Children’s selfless acts make them leaders


Alexandra Spooner accepts a personal achievement award  the Chase Youth Awards. 
 (Christopher Anderson / The Spokesman-Review)

Today’s youths often are called tomorrow’s leaders, but Spokane County Commissioner Mark Richard told recipients of four dozen Chase Youth Awards on Tuesday night that they are today’s leaders.

Elementary, middle school and high school students were honored at Shadle Park High School for generous, selfless, even courageous acts – acts that measure up by adult standards.

Working as individuals and as groups, grade-school students raised thousands of dollars to help refugees in Spokane Humane Society kennels and African refugee camps. Some tapped their creativity to inspire others, and some inspired by rising above hardships.

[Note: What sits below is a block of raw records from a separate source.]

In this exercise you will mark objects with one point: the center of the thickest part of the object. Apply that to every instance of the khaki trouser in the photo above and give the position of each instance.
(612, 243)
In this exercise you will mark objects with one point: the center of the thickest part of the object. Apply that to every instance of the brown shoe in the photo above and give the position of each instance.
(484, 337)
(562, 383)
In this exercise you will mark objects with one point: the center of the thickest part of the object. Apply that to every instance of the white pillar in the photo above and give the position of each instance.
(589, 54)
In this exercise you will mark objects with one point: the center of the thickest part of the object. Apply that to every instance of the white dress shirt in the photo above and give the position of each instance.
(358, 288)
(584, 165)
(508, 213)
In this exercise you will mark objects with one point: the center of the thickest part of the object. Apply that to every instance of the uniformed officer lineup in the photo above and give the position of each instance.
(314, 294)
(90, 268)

Ciera McLaughlin won the middle school award for courage by being willing to sacrifice for her younger brother.

Ciera was separated from her brother, who was 8 years younger, when she and her sister were placed in a foster home. Ciera had taken care of the boy before the state Department of Child and Family Services removed them from their natural mother, but he was sent to a different foster home.

Judges selected Ciera among some 2,900 nominees for various awards in three age groups because she persuaded a caseworker to find her brother and arrange visitation privileges. And because she asked to be assigned to the same foster home as her brother when her brother’s foster mother refused to allow Ciera to visit him.

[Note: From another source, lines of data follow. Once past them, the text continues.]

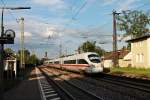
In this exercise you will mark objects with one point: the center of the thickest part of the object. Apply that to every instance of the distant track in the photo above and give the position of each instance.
(75, 92)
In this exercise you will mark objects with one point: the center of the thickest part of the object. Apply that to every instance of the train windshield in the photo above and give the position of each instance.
(94, 58)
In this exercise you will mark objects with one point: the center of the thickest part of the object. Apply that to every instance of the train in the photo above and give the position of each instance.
(89, 63)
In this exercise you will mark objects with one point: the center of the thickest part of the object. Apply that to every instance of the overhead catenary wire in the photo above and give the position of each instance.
(9, 10)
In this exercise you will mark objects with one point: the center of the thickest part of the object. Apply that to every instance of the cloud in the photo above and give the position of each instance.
(108, 2)
(126, 5)
(52, 4)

Instead, however, officials transferred her brother to her foster home, and the foster parents agreed to adopt all three children.

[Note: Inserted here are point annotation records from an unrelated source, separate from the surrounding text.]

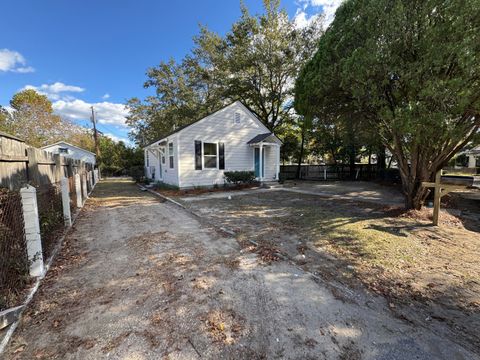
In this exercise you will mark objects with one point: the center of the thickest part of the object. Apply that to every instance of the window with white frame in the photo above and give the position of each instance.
(162, 155)
(170, 154)
(236, 118)
(210, 155)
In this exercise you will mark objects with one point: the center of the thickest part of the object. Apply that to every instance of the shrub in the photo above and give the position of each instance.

In the elementary school category, 12-year-old Jefferson Elementary student Abang Taka won a citizenship award for efforts to help her older brother and other members of her Anuak tribe in war-torn southwestern Ethiopia and across the border in Sudan. Abang was born in the United States after her father, Agwa Taka, came here to escape what he describe as oil-motivated genocide.

Agwa Taka was separated from his son, Omot, when both of them became refugees. Taka found out later that his son survived and remains in their homeland.

Many Anuak tribesmen, already divided by the Ethiopia-Sudan border, took refuge on the Sudanese side of the border – but not far enough inside Sudan to qualify for United Nations refugee relief, according to Agwa Taka. It is those refugees that Abang wanted to help by raising money to drill wells.

She enlisted the assistance of her classmates, who stuffed $625.53 into an oversize pickle jar. The money is expected to provide two wells.

Jefferson students raised similar amounts in money and goods for several other projects in the past year, including Hurricane Katrina relief, the UNICEF children’s fund, the Second Harvest Food Bank and the Spokane Humane Society among others. For their efforts, the whole school received the America’s Promise All-School Award.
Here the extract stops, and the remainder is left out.